|Image From: The London Bridge Experience|
What was learned
The seven scientists were able to demonstrate, in their words, that "climate change was the ultimate cause, and climate-driven economic downturn was the direct cause, of large-scale human crises in pre-industrial Europe and the Northern Hemisphere." In addition, they say it was cooling that triggered the chain of negative responses in variables pertaining to physical and human systems.
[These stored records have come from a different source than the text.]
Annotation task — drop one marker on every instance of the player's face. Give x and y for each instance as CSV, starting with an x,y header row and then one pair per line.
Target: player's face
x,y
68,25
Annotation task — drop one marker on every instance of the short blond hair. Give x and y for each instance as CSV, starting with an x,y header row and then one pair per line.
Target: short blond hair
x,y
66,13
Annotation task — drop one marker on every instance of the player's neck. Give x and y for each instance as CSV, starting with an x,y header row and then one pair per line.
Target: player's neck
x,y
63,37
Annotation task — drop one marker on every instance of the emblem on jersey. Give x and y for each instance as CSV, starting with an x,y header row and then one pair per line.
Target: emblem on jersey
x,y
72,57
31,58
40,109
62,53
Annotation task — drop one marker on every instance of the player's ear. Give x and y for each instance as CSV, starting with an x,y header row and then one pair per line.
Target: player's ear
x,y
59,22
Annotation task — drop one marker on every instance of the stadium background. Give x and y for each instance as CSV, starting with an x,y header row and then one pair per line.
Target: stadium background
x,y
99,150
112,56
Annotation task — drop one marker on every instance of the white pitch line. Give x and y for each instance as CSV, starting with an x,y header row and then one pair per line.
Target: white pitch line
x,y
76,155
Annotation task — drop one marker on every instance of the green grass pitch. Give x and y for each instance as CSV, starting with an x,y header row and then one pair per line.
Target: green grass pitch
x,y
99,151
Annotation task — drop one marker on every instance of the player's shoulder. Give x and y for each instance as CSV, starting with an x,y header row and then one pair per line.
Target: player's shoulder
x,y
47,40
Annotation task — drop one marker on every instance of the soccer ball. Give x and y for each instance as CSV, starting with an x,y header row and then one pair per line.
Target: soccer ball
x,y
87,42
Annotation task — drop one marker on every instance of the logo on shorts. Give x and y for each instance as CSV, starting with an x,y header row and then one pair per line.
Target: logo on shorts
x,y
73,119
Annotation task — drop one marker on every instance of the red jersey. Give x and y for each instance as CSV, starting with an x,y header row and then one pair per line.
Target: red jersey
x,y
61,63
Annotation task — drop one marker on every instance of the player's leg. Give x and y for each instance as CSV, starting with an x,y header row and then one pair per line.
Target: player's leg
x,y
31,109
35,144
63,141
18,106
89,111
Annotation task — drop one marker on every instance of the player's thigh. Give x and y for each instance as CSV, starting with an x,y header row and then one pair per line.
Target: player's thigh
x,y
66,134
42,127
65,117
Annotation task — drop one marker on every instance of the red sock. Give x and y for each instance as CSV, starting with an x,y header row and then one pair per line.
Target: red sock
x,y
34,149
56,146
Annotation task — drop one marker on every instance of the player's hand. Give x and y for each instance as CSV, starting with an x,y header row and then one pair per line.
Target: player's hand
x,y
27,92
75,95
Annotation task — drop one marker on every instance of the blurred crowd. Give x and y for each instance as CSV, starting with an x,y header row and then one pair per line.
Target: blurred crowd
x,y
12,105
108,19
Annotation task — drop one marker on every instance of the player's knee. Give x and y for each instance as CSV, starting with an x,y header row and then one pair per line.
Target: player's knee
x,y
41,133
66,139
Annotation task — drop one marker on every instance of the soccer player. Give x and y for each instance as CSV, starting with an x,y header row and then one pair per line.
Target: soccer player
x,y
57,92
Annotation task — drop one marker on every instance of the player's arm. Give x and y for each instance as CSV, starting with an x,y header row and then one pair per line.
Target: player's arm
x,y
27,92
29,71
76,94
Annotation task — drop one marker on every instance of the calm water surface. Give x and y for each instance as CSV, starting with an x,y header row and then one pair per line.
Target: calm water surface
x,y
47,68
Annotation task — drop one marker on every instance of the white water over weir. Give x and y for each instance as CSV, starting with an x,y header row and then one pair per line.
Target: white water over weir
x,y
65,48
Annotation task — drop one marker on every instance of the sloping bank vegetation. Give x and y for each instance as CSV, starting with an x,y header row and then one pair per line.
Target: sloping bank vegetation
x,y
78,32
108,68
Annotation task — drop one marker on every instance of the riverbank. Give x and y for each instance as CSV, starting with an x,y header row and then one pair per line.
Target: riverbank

Initially, for example, they found that agricultural production "decreased or stagnated in a cold climate and increased rapidly in a mild climate at the multi-decadal timescale," while the time course of crisis development was such that "bio-productivity, agricultural production and food supply per capita (FSPC) sectors responded to temperature change immediately, whereas the social disturbance, war, migration, nutritional status, epidemics, famine and population sectors responded to the drop in FSPC with a 5- to 30-year time lag." Thus, the dark ages they delineated by these means were AD 1212-1381 (the Crisis of Late Middle Ages) and AD 1568-1665 (the GCSC), whereas the golden ages were the 10th to 12th centuries (the High Middle Ages), the late-14th to early 16th centuries (the Renaissance), and the late-17th to 18th centuries (the Enlightenment).
What it means
Several centuries of European and Northern Hemispheric data reveal that warming and warmth beget human wellness, while cooling and cold produce human misery.
Zhang, D.D., Lee, H.F., Wang, C., Li, B., Pei, Q., Zhang, J. and An, Y. 2011a. The causality analysis of climate change and large-scale human crisis. Proceedings of the National Academy of Sciences USA: 10.1073/pnas.1104268108.